Ах, как я сожалею о красоте, которую мы утратили.
В облачной стране под высоким небом
Он преклонил свою голову под одетой снегом сосной.
Эта чужая страна принесла несчастье моей любви.
Ах, как я сожалею о красоте, которую мы утратили.
"Восхитительно, - подумала Танико. - Какая смелость у этой молодой женщины! Хидейори попытался использовать её, чтобы отпраздновать победу над Юкио, а она, улучив момент, объявляет, что всё ещё любит Юкио и носит траур по нему..."
...В его доме всё ещё лежат наши подушки.
Бок о бок, хотя мы далеки, как мир,
И я не увижу его перед смертью.
Ах, как я сожалею о красоте, которую мы утратили.
- Довольно! - прервал Хидейори. Он спрыгнул с возвышения, с лицом, красным от ярости. Музыканты сделали паузу и остановились. Зал молчал, а гости изумлённо смотрели на сегуна. Юкио, подумала Танико, даже сейчас ты одержал победу над братом!
- Как осмелилась ты петь такую песню в моем доме? - закричал Хидейори. - Как осмелилась ты петь песню о своей запретной любви к мятежнику и предателю? - Его пальцы стиснули украшенную драконом рукоять фамильного меча - Хидекири, который висел в отделанных драгоценными камнями ножнах на его поясе.
- Мой господин, это единственная любовь, какую я знала, - тихо сказала Шисуми. Она стояла понурив голову, со сложенными перед собой руками. Она была готова ко всему. Если он убьет её, она умрёт счастливой, думала Танико.
Танико вскочила на ноги:
- Мой господин! - она схватила меч Хидейори. Сегун обернулся к ней, его глаза были дикими от гнева, так что казалось, что он не видит её.
- Успокойтесь на минуту! - зашептала настойчиво Танико. - Вспомните, кто вы и где вы находитесь! Вы унизите себя, если расстроите свой пир убийством этого дитя. Тогда каждый скажет, что она стала жертвой вашего гнева из-за того, что вы упустили Юкио!
Они стояли, глядя друг другу в глаза, а Танико спрашивала себя: что я делаю, зачем я стою здесь?
Ярость исчезла в глазах Хидейори, сменившись угрюмою злобой:
- Она будет наказана!
- Она не должна быть наказана! - сказала Танико с твёрдостью, удивляясь своей собственной решительности. - Она достаточно настрадалась и не заслуживает наказания. Эта женщина - военный трофей! Вы поставили её перед своими гостями и заставили её петь, а у неё хватило смелости петь о своей любви. Что же вы за самурай, мой господин, если вы наказываете смелость?

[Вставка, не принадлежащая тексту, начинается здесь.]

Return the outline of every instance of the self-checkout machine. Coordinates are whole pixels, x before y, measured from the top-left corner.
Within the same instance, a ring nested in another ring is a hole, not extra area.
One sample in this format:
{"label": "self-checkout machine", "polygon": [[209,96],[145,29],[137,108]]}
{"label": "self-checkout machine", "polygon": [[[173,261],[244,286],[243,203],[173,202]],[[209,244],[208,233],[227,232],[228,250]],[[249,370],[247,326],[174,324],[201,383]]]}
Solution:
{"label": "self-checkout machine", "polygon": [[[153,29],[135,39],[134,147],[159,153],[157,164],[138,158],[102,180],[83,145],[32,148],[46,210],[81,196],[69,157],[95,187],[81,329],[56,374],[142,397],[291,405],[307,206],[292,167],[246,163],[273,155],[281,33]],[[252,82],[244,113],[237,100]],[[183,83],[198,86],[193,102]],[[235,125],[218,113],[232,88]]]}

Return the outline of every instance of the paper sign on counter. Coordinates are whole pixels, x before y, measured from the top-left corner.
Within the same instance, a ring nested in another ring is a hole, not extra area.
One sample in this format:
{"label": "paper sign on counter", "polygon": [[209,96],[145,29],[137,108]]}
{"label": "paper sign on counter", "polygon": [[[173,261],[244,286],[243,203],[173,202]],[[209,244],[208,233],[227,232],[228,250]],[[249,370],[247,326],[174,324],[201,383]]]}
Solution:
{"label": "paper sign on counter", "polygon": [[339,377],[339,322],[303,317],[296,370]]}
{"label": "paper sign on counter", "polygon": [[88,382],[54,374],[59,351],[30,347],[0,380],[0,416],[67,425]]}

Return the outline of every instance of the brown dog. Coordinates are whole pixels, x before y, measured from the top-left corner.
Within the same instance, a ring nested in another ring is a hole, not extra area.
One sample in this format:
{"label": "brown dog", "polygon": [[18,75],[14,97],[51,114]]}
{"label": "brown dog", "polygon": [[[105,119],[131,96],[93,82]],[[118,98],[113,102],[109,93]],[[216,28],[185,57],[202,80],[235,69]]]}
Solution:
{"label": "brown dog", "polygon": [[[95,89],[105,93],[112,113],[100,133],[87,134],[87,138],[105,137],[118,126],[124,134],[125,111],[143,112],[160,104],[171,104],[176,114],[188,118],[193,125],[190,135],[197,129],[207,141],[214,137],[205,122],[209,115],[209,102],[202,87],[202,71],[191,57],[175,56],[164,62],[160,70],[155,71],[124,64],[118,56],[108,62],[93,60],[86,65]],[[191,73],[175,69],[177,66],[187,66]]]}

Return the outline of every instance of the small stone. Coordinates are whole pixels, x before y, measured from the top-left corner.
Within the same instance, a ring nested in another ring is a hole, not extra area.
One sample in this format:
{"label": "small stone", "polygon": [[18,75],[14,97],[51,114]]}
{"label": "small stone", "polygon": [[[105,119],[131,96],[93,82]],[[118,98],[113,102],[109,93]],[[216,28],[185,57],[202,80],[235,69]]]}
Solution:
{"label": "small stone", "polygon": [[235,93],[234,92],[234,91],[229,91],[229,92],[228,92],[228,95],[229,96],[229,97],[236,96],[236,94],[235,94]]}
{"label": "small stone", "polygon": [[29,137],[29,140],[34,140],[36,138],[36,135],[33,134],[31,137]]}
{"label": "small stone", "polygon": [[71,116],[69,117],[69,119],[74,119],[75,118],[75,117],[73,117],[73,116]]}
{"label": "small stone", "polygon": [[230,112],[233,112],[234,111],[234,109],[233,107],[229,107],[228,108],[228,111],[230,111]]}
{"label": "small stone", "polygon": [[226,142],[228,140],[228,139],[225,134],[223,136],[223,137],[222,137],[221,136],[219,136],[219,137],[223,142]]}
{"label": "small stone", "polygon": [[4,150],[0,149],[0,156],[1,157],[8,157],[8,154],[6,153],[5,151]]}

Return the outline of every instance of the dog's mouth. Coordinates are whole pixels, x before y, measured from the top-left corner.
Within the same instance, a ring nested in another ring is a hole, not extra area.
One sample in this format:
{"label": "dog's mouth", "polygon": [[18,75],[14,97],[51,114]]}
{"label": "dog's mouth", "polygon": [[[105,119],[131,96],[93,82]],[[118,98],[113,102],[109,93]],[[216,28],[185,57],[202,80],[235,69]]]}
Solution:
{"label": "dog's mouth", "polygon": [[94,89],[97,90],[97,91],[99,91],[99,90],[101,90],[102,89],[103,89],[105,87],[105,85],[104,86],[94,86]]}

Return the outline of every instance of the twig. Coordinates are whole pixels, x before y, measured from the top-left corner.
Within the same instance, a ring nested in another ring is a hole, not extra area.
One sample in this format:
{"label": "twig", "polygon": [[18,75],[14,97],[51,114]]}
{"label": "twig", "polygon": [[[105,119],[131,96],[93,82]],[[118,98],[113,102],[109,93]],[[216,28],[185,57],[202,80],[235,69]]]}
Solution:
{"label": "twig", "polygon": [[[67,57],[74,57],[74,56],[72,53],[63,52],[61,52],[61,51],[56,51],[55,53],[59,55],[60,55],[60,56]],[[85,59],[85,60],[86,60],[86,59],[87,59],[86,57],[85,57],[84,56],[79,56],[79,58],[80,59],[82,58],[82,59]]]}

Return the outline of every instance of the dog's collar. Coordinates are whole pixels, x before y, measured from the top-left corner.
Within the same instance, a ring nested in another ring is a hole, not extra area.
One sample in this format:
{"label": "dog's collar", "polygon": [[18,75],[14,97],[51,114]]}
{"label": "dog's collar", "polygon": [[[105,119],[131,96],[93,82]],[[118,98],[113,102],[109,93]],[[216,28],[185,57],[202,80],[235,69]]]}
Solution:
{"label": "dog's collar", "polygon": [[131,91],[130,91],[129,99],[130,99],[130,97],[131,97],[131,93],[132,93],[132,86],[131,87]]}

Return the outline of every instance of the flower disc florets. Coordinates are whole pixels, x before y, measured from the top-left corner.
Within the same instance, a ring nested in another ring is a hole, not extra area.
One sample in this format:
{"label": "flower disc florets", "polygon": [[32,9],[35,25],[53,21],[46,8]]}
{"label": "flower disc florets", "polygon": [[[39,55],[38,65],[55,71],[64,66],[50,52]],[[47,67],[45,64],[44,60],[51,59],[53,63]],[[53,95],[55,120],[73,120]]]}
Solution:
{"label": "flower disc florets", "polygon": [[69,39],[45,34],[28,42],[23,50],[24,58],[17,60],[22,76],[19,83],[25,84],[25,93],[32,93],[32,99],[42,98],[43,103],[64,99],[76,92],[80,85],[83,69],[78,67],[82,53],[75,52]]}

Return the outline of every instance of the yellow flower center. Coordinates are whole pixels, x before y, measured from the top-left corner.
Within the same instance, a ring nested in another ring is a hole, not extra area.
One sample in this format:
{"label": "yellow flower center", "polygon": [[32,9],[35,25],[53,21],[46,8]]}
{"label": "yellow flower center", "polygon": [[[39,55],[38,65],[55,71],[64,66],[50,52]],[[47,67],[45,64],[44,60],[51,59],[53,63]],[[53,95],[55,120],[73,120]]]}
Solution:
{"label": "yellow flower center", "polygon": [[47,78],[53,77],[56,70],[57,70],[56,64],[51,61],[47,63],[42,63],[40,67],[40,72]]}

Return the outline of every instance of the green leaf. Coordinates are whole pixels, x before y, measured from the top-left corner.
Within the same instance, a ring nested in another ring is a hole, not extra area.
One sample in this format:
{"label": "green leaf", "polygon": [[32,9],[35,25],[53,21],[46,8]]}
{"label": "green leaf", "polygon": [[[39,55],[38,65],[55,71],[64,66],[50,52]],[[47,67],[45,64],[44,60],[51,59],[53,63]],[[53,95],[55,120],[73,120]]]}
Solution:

То, что эта девушка сделала сегодня вечером, будут помнить. О вас будут говорить как о жестоком господине, который наградил её верность смертью.
Они оба обернулись и посмотрели на Шисуми. Молодая женщина, откинув голову назад, с пылающим лицом и глазами, горящими как огонь, прямо глядела на Хидейори.
- Уберите её с моих глаз! - сказал Хидейори сдавленным голосом.
- Хорошо, мой господин!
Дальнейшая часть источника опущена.